Mis en ligne le 07 avril 2022

Au cours des études de médecine, et plus particulièrement de l’internat en psychiatrie, l’exposition au décès par suicide d’un patient est fréquente (Pilkinton, 2003 ; Pieters, 2003). En effet, près de la moitié d’entre eux y seraient confrontés lors de leur formation. Cet évènement survient le plus souvent précocement dans le cursus, ce qui interroge sur l'impact à long terme d’une telle expérience professionnelle. Malgré ces données, le nombre d’études réalisées sur le sujet demeure faible et porte sur des rapports de cas ou de faibles échantillons d’internes (Leaune, 2019).

Pourquoi cette étude est-elle importante ?

L'objectif de l’étude IMPACT-S, étude portée par l’UF recherche du Pôle Urgences Psychiatriques et dirigée par le Dr. Leaune, était de mesurer la prévalence du suicide chez les internes en psychiatrie français et d’évaluer l'impact psychosocial sur leur devenir professionnel en termes d'impact traumatique, de professionnalisation et de représentation du métier.
La méthode utilisée combine les apports couplés d’une mesure de la prévalence de l'évènement et d’une évaluation quantitative de l'impact psychologique et professionnel par questionnaire sur un échantillon de plus de 400 internes en psychiatrie français avec la méthodologie qualitative des focus groupes.
Les résultats permettent de mieux évaluer la prévalence de survenue du suicide d’un patient dans la population des internes en psychiatrie et d’objectiver les effets traumatiques (échelle IES-R), émotionnels et professionnels de cette expérience. L'évaluation de l'impact du point de vue des processus de professionnalisation et de représentations sociales du métier propose une compréhension fine de l’impact sur le devenir professionnel des internes, et de la prévention des risques psychosociaux.

Quels résultats ?

Les répondants au questionnaire (253 internes) sont pour la majorité des femmes (68,4%) d’un peu plus de 28 ans en moyenne. Une exposition au décès par suicide d’un patient est retrouvée chez un interne sur deux (49,4%) au cours de ces études, survenue au cours de la première année d’internat pour près de la moitié (48,0%) d’entre eux.
Chez les internes exposés, le score IES (mesurant l’impact psychotraumatique) révèle que :

  • Presque 17% (16.8%) d’entre eux présentent un risque d’état de stress post-traumatique (IES-R>24)
  • Et environ 7% (7,2%) montrent des signes cliniques d’état de stress post-traumatiques (IES>34).

Sur le plan émotionnel, la culpabilité et la tristesse représentent les deux émotions les plus intenses chez les internes exposés.

Un impact professionnel actuel est notable chez plus de la moitié (52,8%) d’entre eux et se traduit de façon concrète par la crainte de donner des permissions ou encore la tendance à hospitaliser davantage.
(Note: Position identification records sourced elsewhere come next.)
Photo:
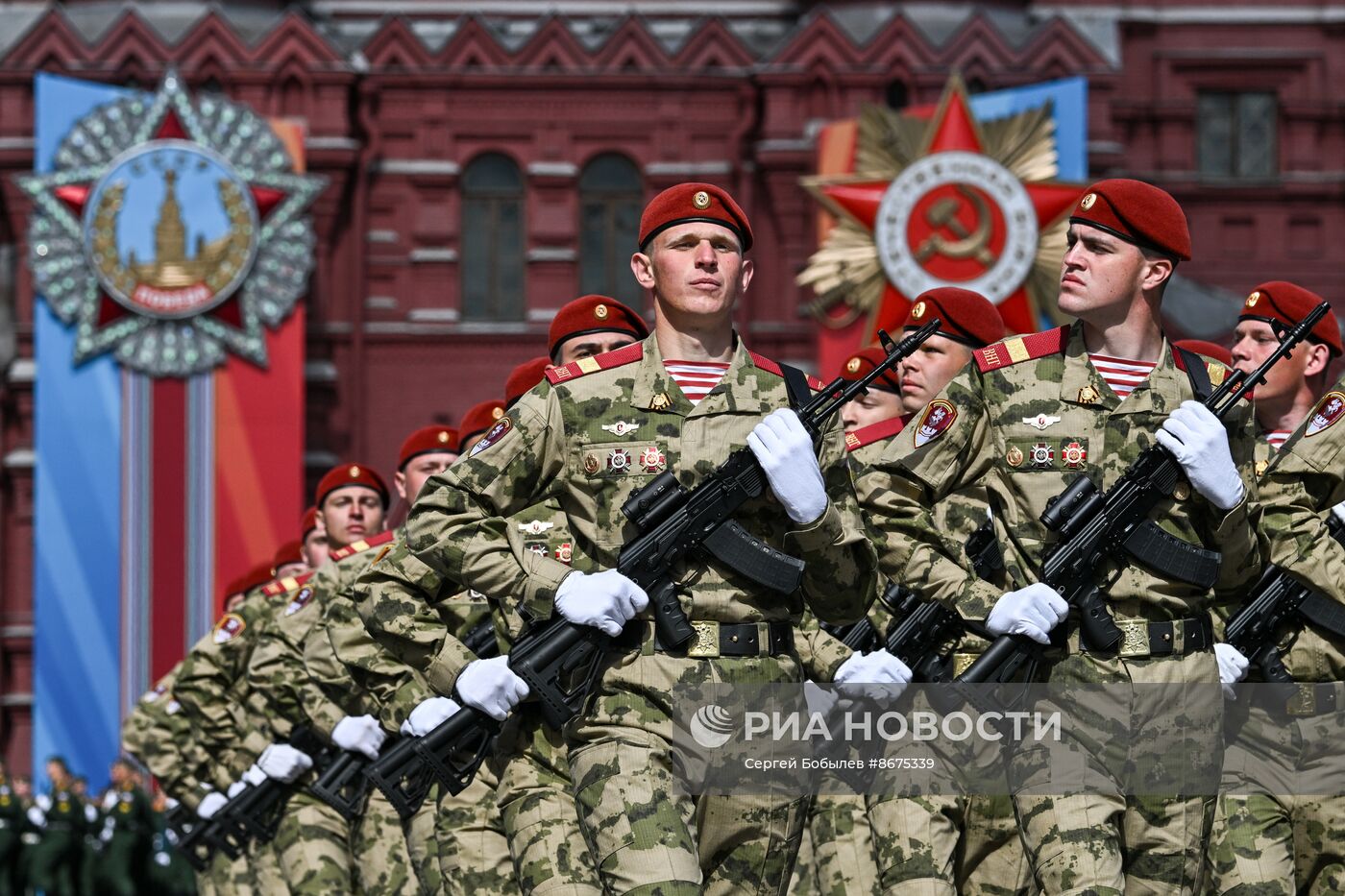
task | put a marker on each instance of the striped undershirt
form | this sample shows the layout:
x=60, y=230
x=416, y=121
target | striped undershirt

Les focus-groups ont mis en avant une atteinte de l’idéal professionnel : un fort sentiment de ne pas être fait pour le métier ou de ne pas en avoir les compétences. Des effets positifs, en termes d’évaluation du risque suicidaire ou d’intérêt pour la prévention du suicide, sont également rapportés.

Le manque de soutien perçu est retrouvé dans le questionnaire et dans les groupes de discussion. Ainsi, plus d’un quart (25.6%) des internes rapportent n’avoir reçu aucun soutien après le suicide de leur patient. Lors de ces focus-groups, les internes ont évoqué le besoin d’être préalablement formés aux risques psychosociaux liés à l’exposition au suicide d’un patient et de bénéficier d’un soutien institutionnel structuré en cas d’exposition.

Ce qu’il faut retenir

En conclusion, le décès par suicide d’un patient est un évènement fréquent au cours de l’internat en psychiatrie confrontant les internes à un impact :

  • traumatique,
  • émotionnel,
  • et professionnel

Cet évènement peut se répercuter sur la pratique clinique à long terme. Ces résultats viennent encourager la mise en place de procédures de formation et de soutien spécifique auprès des jeunes professionnels. L’encadrement par les seniors constituent également un enjeu majeur pour limiter les effets délétères de l’exposition au suicide d’un patient.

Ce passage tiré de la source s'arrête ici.